The Supreme Court’s reserves have dried up as a result of the government shutdown.
On Friday, Supreme Court Public Information Officer Patricia McCabe said in a statement that the court “expects to run out of funding on October 18” and “if new appropriated funds do not become available” after that, “the Court will make changes in its operations to comply” with federal law.

As alarming as that sounds, not much is expected to change about the actual Supreme Court’s ability to function. The physical Supreme Court building will be closed to the public, but the judges of the Court will still perform their essential duties, including issuing rulings on three major cases regarding the Voting Rights Act, Trump’s tariffs, and Trump’s appeal to deploy the military to Chicago.
The nation’s courts are also expected to see their piggy banks go empty by Monday, Oct. 20. Judges across the country will still continue to work, but in a capacity limited by the outlines of the Anti-Deficiency Act.
“Examples of excepted work include activities necessary to perform constitutional functions under Article III, activities necessary for the safety of human life and protection of property, and activities otherwise authorized by federal law,” reads a statement on the U.S. Courts website. “Excepted work will be performed without pay during the funding lapse. Staff members not performing excepted work will be placed on furlough.”

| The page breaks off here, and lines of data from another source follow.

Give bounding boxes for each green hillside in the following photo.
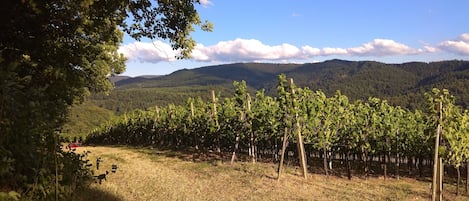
[67,60,469,137]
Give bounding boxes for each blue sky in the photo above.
[119,0,469,76]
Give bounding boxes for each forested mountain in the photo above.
[66,60,469,137]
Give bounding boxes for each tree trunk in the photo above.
[345,146,352,180]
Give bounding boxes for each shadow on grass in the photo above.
[73,187,123,201]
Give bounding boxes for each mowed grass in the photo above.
[75,147,469,201]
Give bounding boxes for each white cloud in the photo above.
[438,33,469,56]
[347,39,425,56]
[321,47,348,56]
[200,0,213,7]
[119,37,438,63]
[192,38,301,61]
[119,41,176,63]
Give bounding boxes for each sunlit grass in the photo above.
[77,147,469,201]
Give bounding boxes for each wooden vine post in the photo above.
[290,78,307,179]
[190,100,199,154]
[277,79,307,180]
[432,101,443,201]
[246,93,257,163]
[211,90,223,160]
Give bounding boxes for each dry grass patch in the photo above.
[77,147,469,201]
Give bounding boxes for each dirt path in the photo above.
[77,147,468,201]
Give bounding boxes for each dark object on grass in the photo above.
[111,164,117,173]
[96,157,104,170]
[94,170,109,184]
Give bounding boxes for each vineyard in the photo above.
[86,75,469,194]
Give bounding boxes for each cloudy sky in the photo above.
[119,0,469,76]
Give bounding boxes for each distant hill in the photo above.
[66,60,469,138]
[111,60,469,108]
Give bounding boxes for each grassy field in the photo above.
[76,147,469,201]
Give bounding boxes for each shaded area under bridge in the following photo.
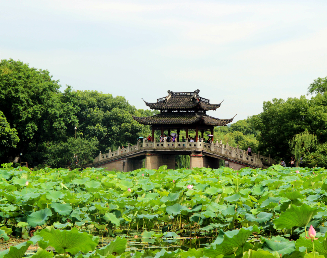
[88,139,275,172]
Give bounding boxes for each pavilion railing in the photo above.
[94,139,275,167]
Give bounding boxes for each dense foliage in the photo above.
[0,165,327,258]
[0,60,152,167]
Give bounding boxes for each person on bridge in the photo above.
[246,146,252,156]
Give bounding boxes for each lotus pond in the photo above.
[0,164,327,258]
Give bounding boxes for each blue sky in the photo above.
[0,0,327,121]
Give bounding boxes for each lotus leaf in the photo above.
[27,208,52,227]
[51,202,73,216]
[31,249,53,258]
[0,229,9,241]
[0,241,33,258]
[243,249,280,258]
[245,212,273,223]
[161,192,180,202]
[103,213,120,227]
[96,237,127,257]
[142,231,155,244]
[224,194,241,203]
[274,204,318,229]
[38,228,97,255]
[211,226,260,255]
[85,180,101,189]
[166,203,189,215]
[221,205,236,216]
[46,191,65,202]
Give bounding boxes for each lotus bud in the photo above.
[306,225,318,242]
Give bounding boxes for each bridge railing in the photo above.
[94,139,275,167]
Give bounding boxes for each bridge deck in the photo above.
[92,139,275,168]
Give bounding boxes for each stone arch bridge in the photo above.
[89,139,275,172]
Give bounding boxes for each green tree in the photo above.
[308,77,327,94]
[0,111,19,151]
[45,137,99,168]
[290,130,317,166]
[0,59,76,163]
[253,96,312,160]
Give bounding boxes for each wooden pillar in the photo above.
[152,126,154,142]
[195,127,199,142]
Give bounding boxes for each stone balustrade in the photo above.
[94,139,275,167]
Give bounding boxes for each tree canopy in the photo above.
[0,59,152,167]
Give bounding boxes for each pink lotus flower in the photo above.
[306,225,318,242]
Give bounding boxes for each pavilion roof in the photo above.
[133,112,234,126]
[144,90,221,111]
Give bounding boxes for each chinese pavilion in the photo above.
[133,90,235,141]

Federal judges are required to be paid in a shutdown, but some court staff will work without pay, if they’re required to work at all. The Trump administration has floated never paying federal workers their owed back pay, despite the president signing a bill that required the government to pay federal workers back pay during his first administration.
The shutdown seems destined to stretch into a fourth week as Republicans refuse to budge on Democrats’ demands to extend Affordable Care Act subsidies. As October has dragged on, Democrats have signaled they also want Trump to reverse his unprecedented of mass firings of federal workers (in “Democrat” programs, as Trump has repeatedly put it), and that they also want Trump involved in the agreement.

Democrats like Mark Kelly have expressed that they feel Republican House and Senate leaders Mike Johnson and John Thune won’t do anything without Trump’s approval.
Johnson announced that he was sending the House of Representatives home for yet another week on Friday, and still refuses to swear in Arizona Rep.-elect Adelita Grijalva, who is the deciding signature on a petition to force a vote on releasing the Epstein files.